My mother died of ALS. To be completely accurate, she actually died from an infected gallbladder in hospital while doctors debated the best way to put someone under anaesthesia whose ability to breathe was already so compromised. But in the end, ALS was the real cause.
In the beginning it affected her throat, and her doctor at first theorised that she may have had a small stroke that affected the muscles in that area. As it progressed, she found herself unable to speak, swallow and at the end breathe. She had a keyboard that would speak for her but she hated using it. The woman who had been very bright, friendly and a force for good in her community, her family and her church, saw her world shrink to the confines of her house. If you are unable to communicate, if no one can understand the sounds that you make, it is both humiliating for the sick person and embarrassing for the people that she is trying to speak to.
Imagine being gradually locked into your body, a prisoner of unresponsive flesh. Still smart, still bright, still full of love and things that you want to say and do, but locked in.

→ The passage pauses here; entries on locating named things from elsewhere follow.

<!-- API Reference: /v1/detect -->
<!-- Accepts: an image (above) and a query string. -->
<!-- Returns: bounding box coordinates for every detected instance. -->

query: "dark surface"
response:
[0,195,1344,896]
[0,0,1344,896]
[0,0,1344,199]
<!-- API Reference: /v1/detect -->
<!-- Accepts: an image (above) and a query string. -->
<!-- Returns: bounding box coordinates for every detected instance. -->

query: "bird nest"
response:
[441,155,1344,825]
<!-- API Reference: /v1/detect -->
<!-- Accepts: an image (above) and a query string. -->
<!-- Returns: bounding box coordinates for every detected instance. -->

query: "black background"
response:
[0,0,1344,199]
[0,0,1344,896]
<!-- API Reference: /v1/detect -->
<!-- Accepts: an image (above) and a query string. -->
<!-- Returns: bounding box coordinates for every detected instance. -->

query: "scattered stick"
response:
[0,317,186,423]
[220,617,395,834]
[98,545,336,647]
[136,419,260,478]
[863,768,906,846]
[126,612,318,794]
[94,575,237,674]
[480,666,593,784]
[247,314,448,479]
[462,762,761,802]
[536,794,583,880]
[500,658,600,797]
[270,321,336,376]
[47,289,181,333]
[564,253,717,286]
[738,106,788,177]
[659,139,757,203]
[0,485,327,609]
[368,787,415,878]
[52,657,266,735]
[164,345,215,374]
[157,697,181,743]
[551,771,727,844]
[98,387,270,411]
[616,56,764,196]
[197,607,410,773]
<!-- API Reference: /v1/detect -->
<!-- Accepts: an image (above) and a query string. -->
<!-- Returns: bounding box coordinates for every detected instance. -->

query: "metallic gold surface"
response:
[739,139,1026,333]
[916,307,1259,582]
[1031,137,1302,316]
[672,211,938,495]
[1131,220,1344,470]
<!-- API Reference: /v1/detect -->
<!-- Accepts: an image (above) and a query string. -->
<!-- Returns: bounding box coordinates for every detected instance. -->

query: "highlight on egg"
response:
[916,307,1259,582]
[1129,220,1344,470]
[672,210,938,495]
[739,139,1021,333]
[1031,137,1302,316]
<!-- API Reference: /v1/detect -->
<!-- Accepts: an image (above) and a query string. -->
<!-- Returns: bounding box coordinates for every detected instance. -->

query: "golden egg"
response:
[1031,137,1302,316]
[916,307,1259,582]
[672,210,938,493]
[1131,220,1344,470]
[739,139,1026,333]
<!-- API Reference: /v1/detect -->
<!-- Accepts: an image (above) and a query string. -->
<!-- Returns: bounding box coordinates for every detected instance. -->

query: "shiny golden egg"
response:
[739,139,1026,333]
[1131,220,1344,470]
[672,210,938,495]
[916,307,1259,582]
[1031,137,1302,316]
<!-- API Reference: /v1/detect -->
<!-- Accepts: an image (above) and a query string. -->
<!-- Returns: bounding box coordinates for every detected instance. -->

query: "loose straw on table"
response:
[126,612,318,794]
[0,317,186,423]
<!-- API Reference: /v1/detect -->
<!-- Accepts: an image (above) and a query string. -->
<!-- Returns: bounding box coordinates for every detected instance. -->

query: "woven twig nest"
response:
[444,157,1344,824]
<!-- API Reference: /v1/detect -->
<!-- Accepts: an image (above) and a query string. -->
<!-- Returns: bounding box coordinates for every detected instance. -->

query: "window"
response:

I’ll tell you a personal story, a small one, to illustrate what an early stage of ALS is actually like: I was visiting from the UK and had gone with my mother to pick up lunch for everyone from Taco Bell – something that millions of people do every day without it becoming a personal ordeal. I was really struggling with understanding her speech, as my infrequent visits from abroad meant that I was much less used to translating what she was trying to say than the rest of the family.
I ordered what I needed to, and turned to my mother to ask what she wanted. As it was lunchtime, the restaurant was packed and people were waiting behind us. She said something, and I couldn’t understand her. She tried again and again, and as much as I desperately wanted to understand what she wanted, it wouldn’t come together in words. The person behind the counter waited politely, the people behind us waited politely, and my mother kept trying. Her eyes were bright with tears and her face was flushed, but she stood there and kept saying whatever she was trying to say. You have to understand that there are things which run deep in our family (aside from nasty tempers): pride, a stubborn streak a mile wide. and politeness. She was too stubborn to use her keyboard. I didn’t want to insult her by just ordering something for her, or asking her to point, so we remained stalemated in hell. (Yeah, yeah, Taco Hell, ha ha.) I have no idea how we finally escaped with our bags of food, but that little episode seemed to take forever.
And that is an experience from the early stages, before it really gets nasty.
So it’s all well and good to post videos of yourself or your friends having buckets of ice water thrown on them. Hopefully you’ll also throw a few bucks at the ALS Association. Just remember that it benefits real people, people who are being reduced to minds locked in failing clay. It’s an evil disease and it can strike anyone.